Workflow:Bentoml BentoML Service Definition And Local Serving
| Knowledge Sources | |
|---|---|
| Domains | ML_Serving, API_Development, Model_Inference |
| Last Updated | 2026-02-13 15:00 GMT |
Overview
End-to-end process for defining a BentoML Service class that wraps an ML model and serving it locally as a production-grade HTTP API.
Description
This workflow covers the foundational BentoML use case: transforming a trained ML model into a deployable inference API using the Python-native Service abstraction. It starts with installing BentoML and required ML framework dependencies, proceeds through defining a Service class with the @bentoml.service decorator, annotating inference methods with @bentoml.api, and concludes with running the service locally via bentoml serve.

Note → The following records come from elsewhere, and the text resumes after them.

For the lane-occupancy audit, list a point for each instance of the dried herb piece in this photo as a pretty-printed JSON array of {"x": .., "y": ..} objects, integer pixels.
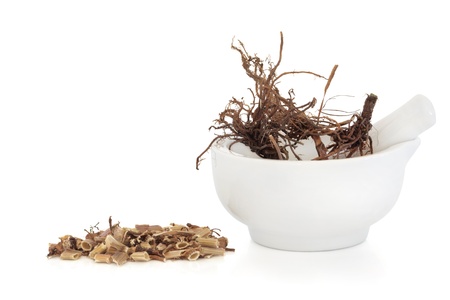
[
  {"x": 273, "y": 125},
  {"x": 142, "y": 243}
]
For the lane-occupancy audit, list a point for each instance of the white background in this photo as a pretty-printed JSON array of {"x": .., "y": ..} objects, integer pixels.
[{"x": 105, "y": 105}]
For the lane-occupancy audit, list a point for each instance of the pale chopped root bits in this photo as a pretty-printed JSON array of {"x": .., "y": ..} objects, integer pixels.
[{"x": 142, "y": 243}]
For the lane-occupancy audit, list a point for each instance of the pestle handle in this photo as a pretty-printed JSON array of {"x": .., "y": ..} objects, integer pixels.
[{"x": 404, "y": 124}]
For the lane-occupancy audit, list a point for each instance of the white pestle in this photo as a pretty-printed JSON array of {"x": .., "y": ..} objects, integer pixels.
[{"x": 404, "y": 124}]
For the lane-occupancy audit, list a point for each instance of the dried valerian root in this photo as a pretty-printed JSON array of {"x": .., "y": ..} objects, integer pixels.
[
  {"x": 272, "y": 125},
  {"x": 142, "y": 243}
]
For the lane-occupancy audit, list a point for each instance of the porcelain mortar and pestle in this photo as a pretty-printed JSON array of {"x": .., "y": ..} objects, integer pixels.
[{"x": 320, "y": 205}]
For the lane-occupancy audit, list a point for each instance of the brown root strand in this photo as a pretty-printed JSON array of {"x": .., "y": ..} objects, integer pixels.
[{"x": 272, "y": 125}]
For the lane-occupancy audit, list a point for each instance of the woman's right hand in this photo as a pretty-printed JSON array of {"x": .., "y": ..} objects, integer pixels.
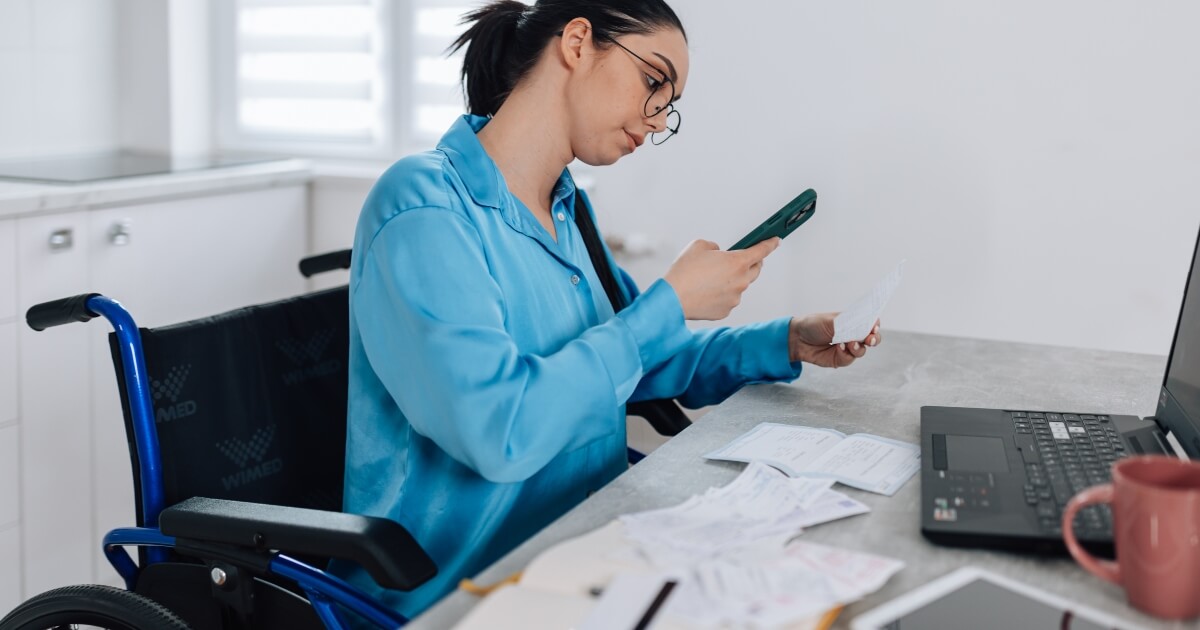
[{"x": 709, "y": 281}]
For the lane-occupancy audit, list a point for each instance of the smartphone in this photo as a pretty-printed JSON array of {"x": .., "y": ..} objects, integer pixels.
[{"x": 783, "y": 222}]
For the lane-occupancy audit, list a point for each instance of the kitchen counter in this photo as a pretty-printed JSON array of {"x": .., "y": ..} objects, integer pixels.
[{"x": 19, "y": 198}]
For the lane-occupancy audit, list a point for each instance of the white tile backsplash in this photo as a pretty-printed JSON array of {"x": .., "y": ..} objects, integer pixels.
[
  {"x": 17, "y": 105},
  {"x": 58, "y": 76},
  {"x": 73, "y": 24},
  {"x": 16, "y": 24},
  {"x": 76, "y": 97}
]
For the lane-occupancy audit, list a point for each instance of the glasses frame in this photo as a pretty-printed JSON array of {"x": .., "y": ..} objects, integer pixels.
[{"x": 670, "y": 109}]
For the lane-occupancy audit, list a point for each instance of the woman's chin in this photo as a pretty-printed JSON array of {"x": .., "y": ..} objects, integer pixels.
[{"x": 599, "y": 160}]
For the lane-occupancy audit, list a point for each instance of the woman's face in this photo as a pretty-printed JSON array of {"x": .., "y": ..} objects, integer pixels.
[{"x": 623, "y": 94}]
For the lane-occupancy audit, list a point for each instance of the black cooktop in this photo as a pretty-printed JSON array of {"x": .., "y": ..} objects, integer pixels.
[{"x": 81, "y": 168}]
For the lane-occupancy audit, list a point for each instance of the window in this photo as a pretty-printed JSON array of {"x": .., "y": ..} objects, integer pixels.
[{"x": 363, "y": 78}]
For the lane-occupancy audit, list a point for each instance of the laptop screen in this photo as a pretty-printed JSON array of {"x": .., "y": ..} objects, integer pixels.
[{"x": 1179, "y": 405}]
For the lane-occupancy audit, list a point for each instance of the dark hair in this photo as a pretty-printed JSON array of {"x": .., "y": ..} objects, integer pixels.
[{"x": 507, "y": 37}]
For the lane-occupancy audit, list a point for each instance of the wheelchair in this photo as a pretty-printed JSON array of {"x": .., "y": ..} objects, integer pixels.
[{"x": 237, "y": 431}]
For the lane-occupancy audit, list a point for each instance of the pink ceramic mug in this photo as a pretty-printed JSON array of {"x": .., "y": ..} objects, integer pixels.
[{"x": 1156, "y": 528}]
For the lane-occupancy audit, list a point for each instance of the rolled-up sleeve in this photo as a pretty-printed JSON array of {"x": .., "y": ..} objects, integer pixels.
[
  {"x": 717, "y": 363},
  {"x": 432, "y": 323}
]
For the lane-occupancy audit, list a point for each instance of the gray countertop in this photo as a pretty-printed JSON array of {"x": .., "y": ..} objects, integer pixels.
[{"x": 881, "y": 394}]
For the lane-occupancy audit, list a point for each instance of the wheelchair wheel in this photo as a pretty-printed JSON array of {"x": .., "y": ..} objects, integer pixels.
[{"x": 91, "y": 606}]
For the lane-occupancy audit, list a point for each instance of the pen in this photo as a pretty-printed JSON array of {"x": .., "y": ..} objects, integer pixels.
[{"x": 645, "y": 622}]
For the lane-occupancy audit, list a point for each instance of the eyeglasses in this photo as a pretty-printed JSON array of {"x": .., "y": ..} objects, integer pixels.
[{"x": 660, "y": 100}]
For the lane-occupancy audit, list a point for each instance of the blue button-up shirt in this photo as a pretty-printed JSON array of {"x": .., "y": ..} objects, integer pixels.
[{"x": 489, "y": 373}]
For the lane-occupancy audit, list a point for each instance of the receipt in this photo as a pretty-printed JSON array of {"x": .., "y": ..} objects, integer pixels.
[{"x": 856, "y": 322}]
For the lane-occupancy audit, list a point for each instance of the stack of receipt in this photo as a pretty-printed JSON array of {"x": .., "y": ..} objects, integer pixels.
[
  {"x": 732, "y": 553},
  {"x": 761, "y": 504}
]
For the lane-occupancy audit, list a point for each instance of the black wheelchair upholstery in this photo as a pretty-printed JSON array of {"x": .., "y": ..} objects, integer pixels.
[
  {"x": 250, "y": 412},
  {"x": 381, "y": 546}
]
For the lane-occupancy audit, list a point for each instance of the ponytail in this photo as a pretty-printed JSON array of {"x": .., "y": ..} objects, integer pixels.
[{"x": 505, "y": 39}]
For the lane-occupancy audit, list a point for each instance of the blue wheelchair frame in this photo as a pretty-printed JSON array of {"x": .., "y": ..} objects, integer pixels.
[{"x": 325, "y": 592}]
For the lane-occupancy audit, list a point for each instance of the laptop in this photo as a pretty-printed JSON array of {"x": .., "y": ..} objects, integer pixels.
[{"x": 1001, "y": 478}]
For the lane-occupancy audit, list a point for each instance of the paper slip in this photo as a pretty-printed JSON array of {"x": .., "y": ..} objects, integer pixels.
[
  {"x": 760, "y": 505},
  {"x": 863, "y": 461},
  {"x": 857, "y": 321},
  {"x": 768, "y": 588}
]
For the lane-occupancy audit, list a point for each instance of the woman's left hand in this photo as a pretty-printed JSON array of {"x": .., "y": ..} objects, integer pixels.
[{"x": 809, "y": 339}]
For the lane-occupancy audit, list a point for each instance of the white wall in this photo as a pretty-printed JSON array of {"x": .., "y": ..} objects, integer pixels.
[
  {"x": 58, "y": 77},
  {"x": 1035, "y": 162}
]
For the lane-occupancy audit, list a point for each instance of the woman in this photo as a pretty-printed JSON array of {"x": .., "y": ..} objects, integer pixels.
[{"x": 489, "y": 372}]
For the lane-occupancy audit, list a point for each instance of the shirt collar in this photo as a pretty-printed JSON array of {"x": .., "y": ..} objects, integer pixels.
[{"x": 479, "y": 173}]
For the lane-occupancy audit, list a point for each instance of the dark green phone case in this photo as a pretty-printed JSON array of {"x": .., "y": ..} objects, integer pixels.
[{"x": 783, "y": 222}]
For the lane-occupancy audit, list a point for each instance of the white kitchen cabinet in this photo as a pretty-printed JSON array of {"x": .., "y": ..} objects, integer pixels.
[
  {"x": 7, "y": 372},
  {"x": 172, "y": 262},
  {"x": 7, "y": 269},
  {"x": 336, "y": 203},
  {"x": 10, "y": 571},
  {"x": 55, "y": 429},
  {"x": 167, "y": 261},
  {"x": 9, "y": 472}
]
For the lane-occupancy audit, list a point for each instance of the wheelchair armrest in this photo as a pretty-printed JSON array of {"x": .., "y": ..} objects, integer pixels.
[{"x": 379, "y": 545}]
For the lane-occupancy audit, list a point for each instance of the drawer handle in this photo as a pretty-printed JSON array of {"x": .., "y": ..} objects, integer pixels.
[
  {"x": 119, "y": 234},
  {"x": 61, "y": 239}
]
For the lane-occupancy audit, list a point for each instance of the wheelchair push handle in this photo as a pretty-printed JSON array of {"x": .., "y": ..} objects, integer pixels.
[
  {"x": 58, "y": 312},
  {"x": 327, "y": 262}
]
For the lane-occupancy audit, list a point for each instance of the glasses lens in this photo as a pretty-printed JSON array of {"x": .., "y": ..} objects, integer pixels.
[
  {"x": 660, "y": 99},
  {"x": 672, "y": 127}
]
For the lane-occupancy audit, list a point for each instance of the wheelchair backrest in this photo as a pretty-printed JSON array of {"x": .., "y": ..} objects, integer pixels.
[{"x": 250, "y": 405}]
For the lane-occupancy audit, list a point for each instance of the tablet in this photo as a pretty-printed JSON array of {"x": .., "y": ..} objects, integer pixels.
[{"x": 982, "y": 600}]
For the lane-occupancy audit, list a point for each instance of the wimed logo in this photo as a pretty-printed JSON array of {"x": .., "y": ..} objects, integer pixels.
[
  {"x": 309, "y": 358},
  {"x": 247, "y": 456},
  {"x": 167, "y": 391}
]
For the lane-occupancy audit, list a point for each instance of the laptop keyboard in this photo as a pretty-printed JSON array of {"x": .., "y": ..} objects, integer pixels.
[{"x": 1075, "y": 451}]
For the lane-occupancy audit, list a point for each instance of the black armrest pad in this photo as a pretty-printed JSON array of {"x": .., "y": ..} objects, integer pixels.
[{"x": 379, "y": 545}]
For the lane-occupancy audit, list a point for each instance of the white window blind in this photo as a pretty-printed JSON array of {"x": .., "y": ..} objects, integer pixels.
[
  {"x": 339, "y": 77},
  {"x": 309, "y": 71},
  {"x": 436, "y": 93}
]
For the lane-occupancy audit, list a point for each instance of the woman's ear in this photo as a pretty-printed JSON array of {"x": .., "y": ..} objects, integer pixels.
[{"x": 576, "y": 42}]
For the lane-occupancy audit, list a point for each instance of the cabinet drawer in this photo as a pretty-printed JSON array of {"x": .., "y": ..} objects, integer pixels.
[
  {"x": 7, "y": 269},
  {"x": 7, "y": 372},
  {"x": 9, "y": 499},
  {"x": 10, "y": 569}
]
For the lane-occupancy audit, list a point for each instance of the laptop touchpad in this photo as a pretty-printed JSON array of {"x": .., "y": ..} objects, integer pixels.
[{"x": 975, "y": 454}]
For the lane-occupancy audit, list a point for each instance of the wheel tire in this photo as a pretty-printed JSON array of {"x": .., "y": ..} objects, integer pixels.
[{"x": 95, "y": 605}]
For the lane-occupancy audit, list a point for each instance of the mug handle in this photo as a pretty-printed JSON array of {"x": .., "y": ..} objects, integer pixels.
[{"x": 1107, "y": 570}]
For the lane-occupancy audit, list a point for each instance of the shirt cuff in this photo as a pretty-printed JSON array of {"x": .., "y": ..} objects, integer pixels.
[{"x": 772, "y": 352}]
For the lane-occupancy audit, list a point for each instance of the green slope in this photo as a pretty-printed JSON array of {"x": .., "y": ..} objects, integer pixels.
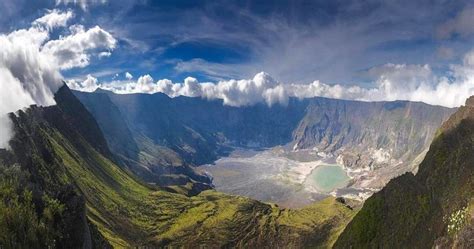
[
  {"x": 61, "y": 148},
  {"x": 435, "y": 207}
]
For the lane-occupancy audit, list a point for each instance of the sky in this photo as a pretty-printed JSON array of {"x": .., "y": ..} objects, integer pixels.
[{"x": 243, "y": 52}]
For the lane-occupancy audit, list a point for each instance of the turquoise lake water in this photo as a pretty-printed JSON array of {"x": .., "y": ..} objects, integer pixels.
[{"x": 327, "y": 178}]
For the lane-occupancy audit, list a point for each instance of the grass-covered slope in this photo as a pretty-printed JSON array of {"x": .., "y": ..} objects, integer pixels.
[
  {"x": 62, "y": 151},
  {"x": 435, "y": 207}
]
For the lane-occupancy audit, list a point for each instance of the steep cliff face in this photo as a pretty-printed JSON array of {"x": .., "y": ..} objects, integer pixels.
[
  {"x": 385, "y": 138},
  {"x": 376, "y": 140},
  {"x": 433, "y": 208},
  {"x": 82, "y": 198}
]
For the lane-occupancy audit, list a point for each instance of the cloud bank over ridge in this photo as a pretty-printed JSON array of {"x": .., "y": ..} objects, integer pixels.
[
  {"x": 30, "y": 62},
  {"x": 391, "y": 82}
]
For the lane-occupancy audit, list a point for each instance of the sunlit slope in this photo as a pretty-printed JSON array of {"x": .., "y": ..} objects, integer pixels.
[
  {"x": 130, "y": 213},
  {"x": 432, "y": 209}
]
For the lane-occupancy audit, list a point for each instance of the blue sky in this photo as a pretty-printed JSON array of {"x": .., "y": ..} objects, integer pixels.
[{"x": 294, "y": 41}]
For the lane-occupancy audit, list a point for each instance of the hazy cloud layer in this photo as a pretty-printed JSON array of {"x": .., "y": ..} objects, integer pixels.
[
  {"x": 461, "y": 24},
  {"x": 84, "y": 4},
  {"x": 30, "y": 62},
  {"x": 392, "y": 82}
]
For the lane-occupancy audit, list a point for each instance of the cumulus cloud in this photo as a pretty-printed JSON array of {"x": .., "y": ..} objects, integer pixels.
[
  {"x": 390, "y": 82},
  {"x": 75, "y": 49},
  {"x": 54, "y": 18},
  {"x": 30, "y": 69}
]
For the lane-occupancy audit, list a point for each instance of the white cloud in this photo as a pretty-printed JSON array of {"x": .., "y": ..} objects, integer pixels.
[
  {"x": 89, "y": 84},
  {"x": 84, "y": 4},
  {"x": 53, "y": 19},
  {"x": 30, "y": 66},
  {"x": 75, "y": 49},
  {"x": 391, "y": 82}
]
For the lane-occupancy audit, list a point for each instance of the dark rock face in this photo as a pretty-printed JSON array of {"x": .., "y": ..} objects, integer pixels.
[
  {"x": 389, "y": 138},
  {"x": 56, "y": 201},
  {"x": 416, "y": 211}
]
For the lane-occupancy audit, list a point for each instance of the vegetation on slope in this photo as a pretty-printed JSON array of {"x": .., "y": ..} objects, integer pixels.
[{"x": 82, "y": 179}]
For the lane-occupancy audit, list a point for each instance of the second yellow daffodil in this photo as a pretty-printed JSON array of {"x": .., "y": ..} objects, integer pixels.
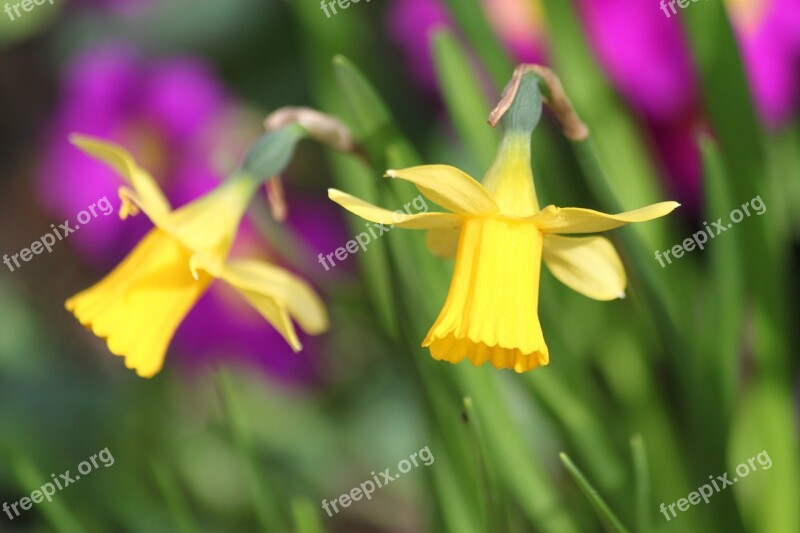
[{"x": 140, "y": 304}]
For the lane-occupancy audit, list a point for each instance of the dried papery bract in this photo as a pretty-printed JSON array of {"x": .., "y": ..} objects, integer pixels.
[{"x": 552, "y": 94}]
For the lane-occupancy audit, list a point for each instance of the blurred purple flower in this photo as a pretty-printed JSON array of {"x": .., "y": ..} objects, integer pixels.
[
  {"x": 644, "y": 54},
  {"x": 410, "y": 23},
  {"x": 175, "y": 117},
  {"x": 769, "y": 37}
]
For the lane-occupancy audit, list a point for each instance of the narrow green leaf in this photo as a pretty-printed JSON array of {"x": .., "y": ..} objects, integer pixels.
[
  {"x": 493, "y": 497},
  {"x": 370, "y": 119},
  {"x": 607, "y": 517},
  {"x": 306, "y": 517},
  {"x": 523, "y": 476},
  {"x": 171, "y": 492},
  {"x": 271, "y": 152},
  {"x": 472, "y": 20},
  {"x": 724, "y": 302},
  {"x": 30, "y": 478},
  {"x": 465, "y": 100},
  {"x": 582, "y": 426},
  {"x": 643, "y": 483},
  {"x": 766, "y": 423}
]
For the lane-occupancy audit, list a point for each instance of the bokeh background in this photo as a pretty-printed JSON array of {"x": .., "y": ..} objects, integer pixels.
[{"x": 693, "y": 373}]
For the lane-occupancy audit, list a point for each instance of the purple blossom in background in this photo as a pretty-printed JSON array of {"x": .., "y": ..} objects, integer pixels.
[
  {"x": 175, "y": 117},
  {"x": 769, "y": 37},
  {"x": 410, "y": 23}
]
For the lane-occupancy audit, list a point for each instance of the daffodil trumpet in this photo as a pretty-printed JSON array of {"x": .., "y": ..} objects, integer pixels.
[
  {"x": 499, "y": 237},
  {"x": 140, "y": 304}
]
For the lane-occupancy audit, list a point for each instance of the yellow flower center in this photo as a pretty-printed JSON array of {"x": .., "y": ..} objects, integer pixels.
[{"x": 491, "y": 312}]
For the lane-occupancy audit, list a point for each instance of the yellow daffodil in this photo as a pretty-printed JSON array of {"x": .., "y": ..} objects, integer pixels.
[
  {"x": 499, "y": 238},
  {"x": 140, "y": 304}
]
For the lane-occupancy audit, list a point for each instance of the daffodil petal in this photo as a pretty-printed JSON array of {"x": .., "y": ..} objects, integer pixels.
[
  {"x": 398, "y": 218},
  {"x": 278, "y": 295},
  {"x": 449, "y": 187},
  {"x": 443, "y": 242},
  {"x": 138, "y": 307},
  {"x": 150, "y": 198},
  {"x": 553, "y": 219},
  {"x": 588, "y": 265}
]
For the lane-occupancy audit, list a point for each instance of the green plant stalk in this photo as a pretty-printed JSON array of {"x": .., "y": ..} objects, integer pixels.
[
  {"x": 493, "y": 497},
  {"x": 643, "y": 484},
  {"x": 607, "y": 517}
]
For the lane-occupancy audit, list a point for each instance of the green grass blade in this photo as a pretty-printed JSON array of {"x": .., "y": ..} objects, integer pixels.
[
  {"x": 171, "y": 492},
  {"x": 607, "y": 517},
  {"x": 644, "y": 487}
]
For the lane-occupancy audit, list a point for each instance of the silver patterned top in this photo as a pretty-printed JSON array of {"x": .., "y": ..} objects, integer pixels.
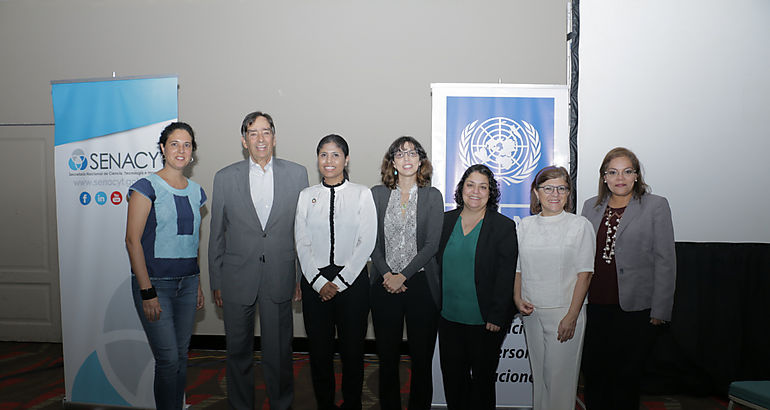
[{"x": 400, "y": 228}]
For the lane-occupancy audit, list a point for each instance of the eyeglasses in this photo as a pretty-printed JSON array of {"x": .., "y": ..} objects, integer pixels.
[
  {"x": 549, "y": 189},
  {"x": 612, "y": 172},
  {"x": 267, "y": 133},
  {"x": 400, "y": 154}
]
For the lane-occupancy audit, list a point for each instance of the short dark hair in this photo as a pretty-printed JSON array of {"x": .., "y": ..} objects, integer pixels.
[
  {"x": 550, "y": 172},
  {"x": 340, "y": 143},
  {"x": 424, "y": 173},
  {"x": 251, "y": 117},
  {"x": 640, "y": 188},
  {"x": 494, "y": 188},
  {"x": 173, "y": 127}
]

The resulting server exposes REST API endpoints with automatic request validation, OpenAPI documentation, and Swagger UI.
Key capabilities covered:
- Service class definition with resource configuration
- API endpoint declaration with type-safe input/output
- HuggingFace model loading via HuggingFaceModel
- Local HTTP serving with auto-reload support
- Client-side invocation via SyncHTTPClient
Usage
Execute this workflow when you have a trained ML model (from any framework such as PyTorch, TensorFlow, scikit-learn, or Transformers) and need to expose it as a REST API for development, testing, or local inference. This is the starting point for all BentoML projects and the prerequisite for packaging, containerization, and cloud deployment.
Execution Steps
Step 1: Environment Setup
Install BentoML and the ML framework dependencies required by your model. BentoML requires Python 3.9 or higher. Create and activate a virtual environment, then install BentoML alongside your model's dependencies (e.g., torch, transformers, scikit-learn).
Key considerations:
- Use a virtual environment for dependency isolation
- BentoML supports Python 3.9+
- Install ML framework packages that your model requires for inference
Step 2: Define the Service Class
Create a service.py file containing a Python class decorated with @bentoml.service. The decorator transforms a regular Python class into a BentoML Service with lifecycle management, resource configuration, and serving capabilities. Configure service-level settings such as resource requirements (CPU, memory, GPU), traffic timeouts, and worker counts through decorator parameters.
Key considerations:
- The class name determines the service name (auto-lowercased for the endpoint)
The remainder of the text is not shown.